United Nations Working Group: Women in the United States, Texas Face Extreme Barriers to Basic Health Care
(PRESS RELEASE) Women in Texas and across the country continue to face discrimination and extreme barriers to basic health care services like abortion—according to independent experts from the United Nations (U.N.) Working Group on Discrimination against Women in Law and in Practice.
The Working Group—which visited Washington, D.C. and Texas interviewing various community leaders, elected officials, and individual women—announced their preliminary findings at a press conference in Washington, DC last Friday, noting that the U.S. in general “is allowing its women to lag behind international human rights standards.” The experts called out reproductive rights as a particular area of concern for women in the U.S., noting that although “women have a legal right to terminate a pregnancy under federal law, ever increasing barriers are being created to prevent their access to abortion procedures.”
The Working Group’s findings also affirm that women in Texas are facing a reproductive health care crisis due to drastic cuts to family planning services starting in 2011 followed by the 2013 passage of HB2—an extreme clinic shutdown law which has already shuttered half of the clinics in the state. In February 2015, this same Working Group raised concerns to the U.S. government about the impact of HB2 on women’s health and rights.
Last month, the U.S. Supreme Court agreed to review a challenge brought by the Center for Reproductive Rights to the most restrictive provisions of HB2, which threaten to shut down all but 10 abortion clinics in Texas.
Said Nancy Northup, president and CEO of the Center for Reproductive Rights:
“It is simply unacceptable that Texas women are facing a reproductive rights crisis so dire that the global community is calling attention to it as a human rights violation.
“Health care is a human right and the ability to plan your family or end a pregnancy safely and legally is essential to women’s dignity and self-determination.
“It’s time for the US Supreme Court to put a stop to these deceptive laws and ensure all women are able to get the health care they need to plan their families, futures, and lives.”
Additionally, the experts noted that abortion restrictions have a particularly disproportionate effect on low-income and immigrant women—highlighted most starkly in their visit to the Rio Grande Valley in Texas, where they met with and toured Whole Woman’s Health in McAllen, the last remaining abortion clinic in the area.
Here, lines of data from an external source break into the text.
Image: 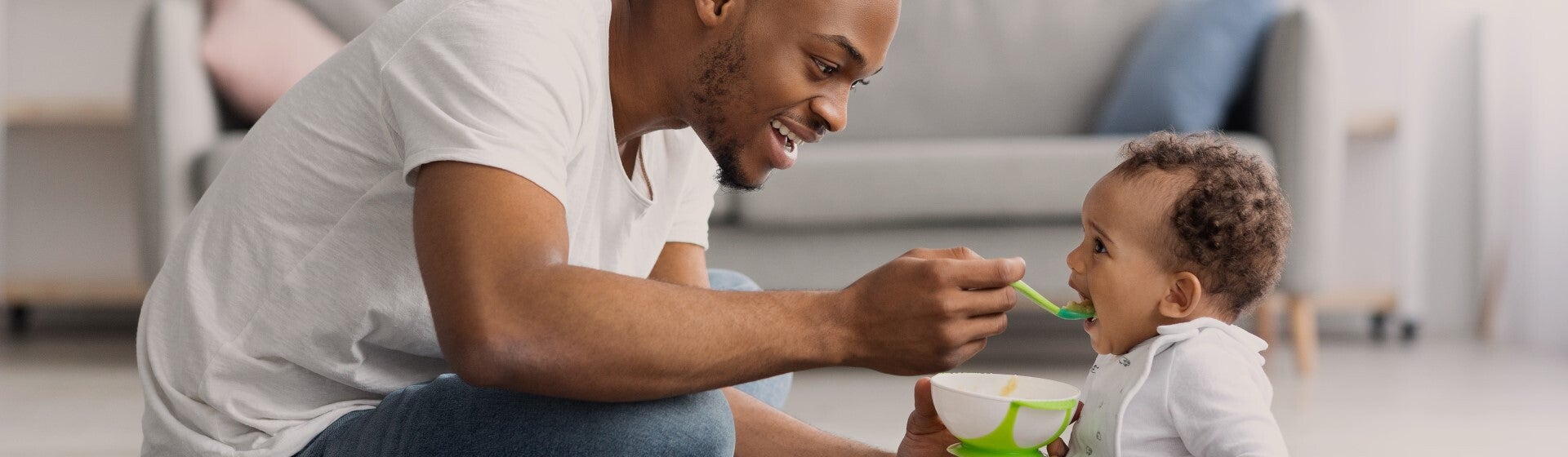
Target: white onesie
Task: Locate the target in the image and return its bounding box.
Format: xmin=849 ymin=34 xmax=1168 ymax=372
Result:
xmin=1068 ymin=317 xmax=1285 ymax=457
They also raised concerns that despite “considerable progress” in expanding access to preventive reproductive health care under the Affordable Care Act, “there is still no universal health coverage in the country, and too many women pay the price, sometimes with their lives, of this considerable coverage gap with strong regional and ethnic disparities.”
The working group—which was composed of international experts on human rights law–was on a ten day fact-finding mission of the United States to assess the progress made towards achieving gender equality and the protection and promotion of women’s human rights in the United States. In addition to fact-finding in Texas, the experts also spent time in Alabama and Oregon. The working group will now prepare a final report for the UN Human Rights Council, including more detailed findings and recommendations to the United States, to be presented in June 2016.
The Center—along with the National Latina Institute for Reproductive Health—has been documenting the devastating impact of Texas family planning cuts and other threats to the health and human rights of Latinas and immigrant women in South Texas since late 2012. Earlier this month, the Center and NLIRH released a report called ¡Somos Poderosas! A Human Rights Hearing in the Rio Grande Valley on the first-ever domestic women’s human rights hearing. The report and accompanying testimony detail how the dismantling of the state’s reproductive health care safety net, coupled with burdensome abortion restrictions, has left the Texas women most in need of affordable reproductive health care without access to critical services.